We Told Six Lies(27)



I push open the door to my room and find Holt facing away from me, hunched over something.

“What are you doing?” I ask.

Holt jerks with surprise and whips around. He’s holding something in his hands. He’s holding my notebook in his hands.

He holds it up. “What is this, Cobain?”

I cross the room and tear it away from him. “That’s mine, is what it is.”

The look that crosses Holt’s face breaks my spirit, makes me question if I have a heart at all. Or if, like that tin man from The Wizard of Oz, I’m made of only steel and bolts, a hatchet in my unfeeling hands.

“You knew I wasn’t convinced that Molly ran away,” I say.

He nods. “And I was okay with helping you work through that.”

Work through that sounds a lot like humoring you.

“But Cobain.” He gestures to the notebook. “The names in that thing. You have a list of, what, suspects? How are you crossing them off? What are you doing? If the police found out you’re messing with—”

“They won’t find out.” I shake my head. “What am I supposed to do? Sit around? Hope the police know what they’re doing? If you cared about me, you’d want me to find her.”

“I want the police to find her, and they will. I want you to stop…”

I look down my nose at my older brother. “Stop what?”

He sighs. “Stop obsessing.”

I’m not sure why that cuts me the wrong way, but it does. “I’m not obsessed. I’m in love. Maybe you’re just jealous because you’ve never experienced that.”

Holt frowns. “Cobain.”

I know I’m taking my frustration out on him, but I can’t stop myself. “You were always better at everything. You were smarter. More popular. More athletic, even though I was always bigger than you.”

Holt scoffs at the last part.

“Mom and Dad always liked you best,” I continue. “And you had all these friends because where you went to school, the kids weren’t sadists.”

Holt holds his hands up. “I only went to that school—”

“Yeah, yeah. I know why Mom and Dad got you in there. Because you were gifted. Because you showed so much promise. They would never have even sent in an application for me.”

My gaze locks on him. “You were the best at everything. But I was the best at loving Molly.”

I struggle to control my emotions at the end, and Holt must hear it because he crosses the room in an instant and hugs me tight. Slaps me on the back and squeezes me again before releasing me. He takes my face in his hands. Gives my head a rattle.

“I am your brother, Cobain. I love you. All right? I’ll always be here.”

“Sometimes when I don’t want you to be,” I mutter.

Holt throws his head back and roars with laughter, and I find myself smiling, too.

“Seriously? Are you going to get kicked out of school?” I ask. “You barely even come home for holidays anymore, and now I see you almost every day.”

He shakes his head. “I’m sorry I haven’t been around as much as I should’ve been. College girls are pretty hot.”

I try to laugh but can’t manage it.

“Hey,” he says, and grabs the back of my neck. Taps our foreheads together quickly. “I’m here now, fucker.”

He releases me, smiles, and turns to walk out of the room. I’m still gripping the notebook between my hands as he goes.





MOLLY


He came back for her, just as he said he would.

But first, he left the dress.

It was lying on her bed when Molly woke in the morning, the sun from the window casting an ethereal glow against the folds of white. It was vintage, yellowing along the lace sleeves and neckline. Along the lace-hemmed bottom and lace back.

After seeing the dress, she realized two new things:

The door to the restroom was closed.

The restraints on her wrists had been removed.

She knew she was being idiotic, but she still rushed toward the bathroom door. Ripped at the handle until her hands ached. It was locked, the keyhole mocking her with its gaping golden mouth. She tried to jam her finger in the hole, then ripped the shoelace from her shoe and attempted to stick the plastic end inside. Nothing worked to move the lock out of place.

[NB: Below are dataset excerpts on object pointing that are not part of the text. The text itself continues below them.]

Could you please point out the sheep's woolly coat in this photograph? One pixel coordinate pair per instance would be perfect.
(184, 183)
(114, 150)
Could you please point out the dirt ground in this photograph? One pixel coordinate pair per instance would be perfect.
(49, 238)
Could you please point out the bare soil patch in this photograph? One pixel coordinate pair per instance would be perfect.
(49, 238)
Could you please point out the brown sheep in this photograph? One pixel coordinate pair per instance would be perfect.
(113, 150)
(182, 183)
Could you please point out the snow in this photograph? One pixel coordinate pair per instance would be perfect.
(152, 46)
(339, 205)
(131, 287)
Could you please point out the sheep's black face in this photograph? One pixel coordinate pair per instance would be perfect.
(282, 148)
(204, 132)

In a final, desperate act, she kicked the door—once, twice, twelve times—but she couldn’t form even the smallest dent in the heavy wood.

She leaned against the door and caught her breath, closed her eyes, and pictured the window on the other side. So close. It gave her hope that, soon, she’d find a way through it.

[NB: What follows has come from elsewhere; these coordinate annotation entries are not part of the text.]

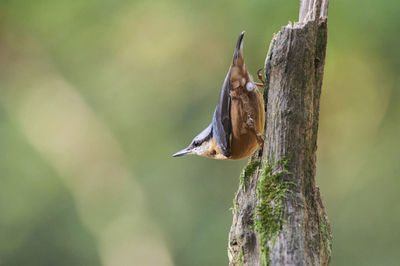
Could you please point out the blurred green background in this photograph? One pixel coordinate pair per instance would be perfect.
(95, 96)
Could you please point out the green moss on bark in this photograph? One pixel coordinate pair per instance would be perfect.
(271, 190)
(248, 171)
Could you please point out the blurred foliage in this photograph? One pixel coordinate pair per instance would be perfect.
(95, 96)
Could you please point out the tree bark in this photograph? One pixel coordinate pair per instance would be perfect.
(278, 215)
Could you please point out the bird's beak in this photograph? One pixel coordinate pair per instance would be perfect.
(182, 152)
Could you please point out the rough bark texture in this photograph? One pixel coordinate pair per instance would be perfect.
(293, 73)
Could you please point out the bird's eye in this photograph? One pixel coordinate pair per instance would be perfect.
(196, 143)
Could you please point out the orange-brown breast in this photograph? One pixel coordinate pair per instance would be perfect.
(245, 104)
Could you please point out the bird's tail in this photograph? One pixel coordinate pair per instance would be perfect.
(238, 55)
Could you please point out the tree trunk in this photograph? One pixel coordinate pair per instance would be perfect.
(278, 216)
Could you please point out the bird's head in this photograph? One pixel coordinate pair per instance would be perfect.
(203, 145)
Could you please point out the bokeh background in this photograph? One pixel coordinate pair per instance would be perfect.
(96, 95)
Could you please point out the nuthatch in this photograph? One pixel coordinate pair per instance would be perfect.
(238, 122)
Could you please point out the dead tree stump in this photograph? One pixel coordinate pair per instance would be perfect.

Is that why he left it uncovered?

To give her a sense that escape was possible?

Molly thought again of the letter he forced her to write. He wanted everyone to think she’d run away, and she had been doing just that before he took her, hadn’t she?

She’d included a line that he jabbed his thumb at. He didn’t understand it, didn’t like it, but she hoped the boy she left behind would. And so she pacified her abductor by saying it was something between her mother and herself. A language only the two of them spoke. When he’d shaken his head, adamant that she write another letter without it, she turned her face away and allowed her bottom lip to tremble just so. “I only wanted her to know it was me. So she wouldn’t worry.”